Which index type makes @> and key-existence queries on jsonb fast?
- A B-tree on the whole column
- A UNIQUE index
- No index can help
- A GIN index
Answer: A GIN index. GIN (Generalized INverted) indexes catalogue keys/values so containment lookups are fast.
In MySQL, what is the ->> operator shorthand for?
- JSON_EXTRACT only — returns JSON
- JSON_UNQUOTE(JSON_EXTRACT(...)) — extract as text
- JSON_TABLE
- JSON_SET
Answer: JSON_UNQUOTE(JSON_EXTRACT(...)) — extract as text. MySQL's ->> returns unquoted text; -> and JSON_EXTRACT return JSON.
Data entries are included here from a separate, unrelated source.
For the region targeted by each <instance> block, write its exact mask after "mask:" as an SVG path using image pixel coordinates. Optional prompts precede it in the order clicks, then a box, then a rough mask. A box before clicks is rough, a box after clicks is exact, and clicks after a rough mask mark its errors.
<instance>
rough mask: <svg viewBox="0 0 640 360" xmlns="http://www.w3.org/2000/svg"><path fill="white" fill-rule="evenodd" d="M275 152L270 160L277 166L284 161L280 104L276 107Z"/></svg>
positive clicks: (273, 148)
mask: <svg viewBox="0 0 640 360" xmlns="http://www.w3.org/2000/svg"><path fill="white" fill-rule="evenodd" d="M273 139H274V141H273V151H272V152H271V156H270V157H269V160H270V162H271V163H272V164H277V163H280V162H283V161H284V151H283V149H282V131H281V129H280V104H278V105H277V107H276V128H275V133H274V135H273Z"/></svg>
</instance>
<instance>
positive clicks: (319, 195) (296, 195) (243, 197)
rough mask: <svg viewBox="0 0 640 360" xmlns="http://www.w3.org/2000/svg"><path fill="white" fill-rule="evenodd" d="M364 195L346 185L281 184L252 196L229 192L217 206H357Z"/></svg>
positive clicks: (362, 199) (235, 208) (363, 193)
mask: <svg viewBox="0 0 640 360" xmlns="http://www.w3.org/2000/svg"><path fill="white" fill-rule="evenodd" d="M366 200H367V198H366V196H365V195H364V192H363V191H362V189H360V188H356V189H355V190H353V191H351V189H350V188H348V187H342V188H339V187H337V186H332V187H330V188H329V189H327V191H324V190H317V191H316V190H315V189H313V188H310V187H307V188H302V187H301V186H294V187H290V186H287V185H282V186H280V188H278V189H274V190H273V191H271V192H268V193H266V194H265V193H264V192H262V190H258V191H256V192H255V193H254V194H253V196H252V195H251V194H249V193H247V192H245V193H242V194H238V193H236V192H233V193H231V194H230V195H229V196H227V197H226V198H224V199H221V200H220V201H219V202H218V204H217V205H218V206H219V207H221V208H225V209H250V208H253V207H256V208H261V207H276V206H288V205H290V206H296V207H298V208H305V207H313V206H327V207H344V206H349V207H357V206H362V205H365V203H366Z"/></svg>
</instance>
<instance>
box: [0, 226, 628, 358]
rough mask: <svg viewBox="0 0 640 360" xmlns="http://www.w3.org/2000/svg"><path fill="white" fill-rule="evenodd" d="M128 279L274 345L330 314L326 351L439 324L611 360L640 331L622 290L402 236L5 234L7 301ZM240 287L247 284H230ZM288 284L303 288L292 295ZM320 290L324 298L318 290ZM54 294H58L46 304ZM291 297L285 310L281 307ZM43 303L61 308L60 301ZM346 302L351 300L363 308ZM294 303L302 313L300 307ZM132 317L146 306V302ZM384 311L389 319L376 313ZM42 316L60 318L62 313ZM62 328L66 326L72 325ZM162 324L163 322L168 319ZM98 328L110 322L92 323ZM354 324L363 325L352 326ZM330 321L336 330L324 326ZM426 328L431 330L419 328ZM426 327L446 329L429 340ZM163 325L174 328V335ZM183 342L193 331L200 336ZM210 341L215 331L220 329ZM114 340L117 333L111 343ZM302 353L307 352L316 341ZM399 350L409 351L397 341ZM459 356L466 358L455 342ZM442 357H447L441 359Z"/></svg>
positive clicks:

When should a JSON field be promoted to a normal column?
- When it is rarely queried
- When its shape varies per row
- When you filter, sort, join, or constrain it often
- Never — JSON is always better
Answer: When you filter, sort, join, or constrain it often. Frequently filtered/joined fields, or those needing constraints/real types, belong in proper columns; JSON suits the variable, rarely-queried parts.